Vocabulary Setup Guide
How to prepare and index standard clinical vocabularies for local concept mapping. This guide covers downloading OMOP vocabularies from Athena, building knowledge layer indexes, and configuring Portiere to use them.
Table of Contents
- Overview
- What Are Vocabularies?
- Quick Start: Build a Local Knowledge Layer
- Step 1: Download Vocabularies from Athena
- Step 2: Build a Knowledge Layer Index
- Step 3: Use the Knowledge Layer in Your Project
- Cross-Vocabulary Mapping with VocabularyBridge
- Advanced: Loading Concepts Programmatically
- Concept Record Format
- Adding Custom Vocabularies
- Backend Comparison
Overview
Portiere maps clinical codes (ICD-10, SNOMED, LOINC, etc.) to standard OMOP concepts using a knowledge layer -- a searchable index of vocabulary data. The knowledge layer requires pre-indexed vocabulary data to function.
Three search backends are available:
| Backend | Best For | Requirements |
|---|---|---|
| BM25s | Quick setup, keyword matching | None (pure Python) |
| FAISS | Semantic similarity, higher accuracy | pip install portiere-health[faiss] |
| Hybrid | Best accuracy (combines both) | FAISS + BM25s |
The SDK provides build_knowledge_layer() to automate the entire setup from an OHDSI Athena download.
What Are Vocabularies?
Clinical vocabularies are standardized coding systems used in healthcare. OMOP CDM uses these as target vocabularies:
| Vocabulary | Full Name | Domain | Example Codes |
|---|---|---|---|
| SNOMED | SNOMED CT | Clinical findings, procedures, anatomy | 73211009 (Diabetes mellitus) |
| LOINC | LOINC | Lab tests, clinical observations | 4548-4 (Hemoglobin A1c) |
| RxNorm | RxNorm | Medications, drug ingredients | 860975 (Metformin 500mg) |
| ICD10CM | ICD-10-CM | Diagnosis codes (US billing) | E11.9 (Type 2 diabetes) |
| CPT4 | CPT-4 | Procedure codes (US) | 99213 (Office visit) |
| HCPCS | HCPCS | Healthcare supplies and services | J0170 (Adrenalin injection) |
| NDC | National Drug Code | Drug packaging identifiers | 0378-4000-01 |
When Portiere maps a source code like E11.9, it searches the knowledge layer for the matching standard concept (e.g., SNOMED concept 201826 "Type 2 diabetes mellitus").

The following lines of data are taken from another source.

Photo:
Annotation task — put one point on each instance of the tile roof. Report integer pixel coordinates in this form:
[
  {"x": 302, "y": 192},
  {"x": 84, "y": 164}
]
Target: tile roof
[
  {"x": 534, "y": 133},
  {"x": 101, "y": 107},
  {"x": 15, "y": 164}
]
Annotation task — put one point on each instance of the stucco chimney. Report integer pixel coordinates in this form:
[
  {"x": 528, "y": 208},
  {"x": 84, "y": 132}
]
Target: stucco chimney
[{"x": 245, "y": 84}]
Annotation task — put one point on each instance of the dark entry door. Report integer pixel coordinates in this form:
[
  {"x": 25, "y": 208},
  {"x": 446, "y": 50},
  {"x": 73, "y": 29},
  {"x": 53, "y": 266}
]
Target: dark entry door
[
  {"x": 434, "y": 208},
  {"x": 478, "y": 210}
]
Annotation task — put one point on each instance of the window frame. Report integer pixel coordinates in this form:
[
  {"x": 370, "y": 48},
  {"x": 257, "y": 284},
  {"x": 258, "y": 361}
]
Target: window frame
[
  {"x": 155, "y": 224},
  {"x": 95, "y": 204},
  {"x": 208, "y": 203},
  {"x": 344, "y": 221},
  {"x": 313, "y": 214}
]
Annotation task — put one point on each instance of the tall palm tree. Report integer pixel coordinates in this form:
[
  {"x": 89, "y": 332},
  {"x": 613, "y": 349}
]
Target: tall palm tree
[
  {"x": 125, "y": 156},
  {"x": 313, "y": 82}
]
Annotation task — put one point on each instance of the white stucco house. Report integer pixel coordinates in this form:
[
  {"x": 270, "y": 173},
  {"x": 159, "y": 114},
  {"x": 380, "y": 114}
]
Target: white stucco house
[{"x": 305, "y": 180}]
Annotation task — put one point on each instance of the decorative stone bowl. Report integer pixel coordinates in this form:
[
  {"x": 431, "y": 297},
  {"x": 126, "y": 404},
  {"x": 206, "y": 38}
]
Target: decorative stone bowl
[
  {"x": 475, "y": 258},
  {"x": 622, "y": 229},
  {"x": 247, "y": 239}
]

Quick Start: Build a Local Knowledge Layer
If you already have an Athena download, you can build a knowledge layer in three lines:
from portiere.knowledge import build_knowledge_layer
# Parse Athena CSVs and create a BM25s index
paths = build_knowledge_layer(
athena_path="./data/athena/",
output_path="./data/vocab/",
backend="bm25s",
vocabularies=["SNOMED", "LOINC", "RxNorm", "ICD10CM"],
)
# Returns: {"bm25s_corpus_path": "./data/vocab/concepts.json"}
Then use the returned paths in your project config:
import portiere
from portiere.config import PortiereConfig, KnowledgeLayerConfig
from portiere.engines import PolarsEngine
config = PortiereConfig(
knowledge_layer=KnowledgeLayerConfig(backend="bm25s", **paths)
)
project = portiere.init(
name="My Project",
engine=PolarsEngine(),
vocabularies=["SNOMED", "LOINC", "RxNorm", "ICD10CM"],
config=config,
)
If you don't have an Athena download yet, follow the steps below.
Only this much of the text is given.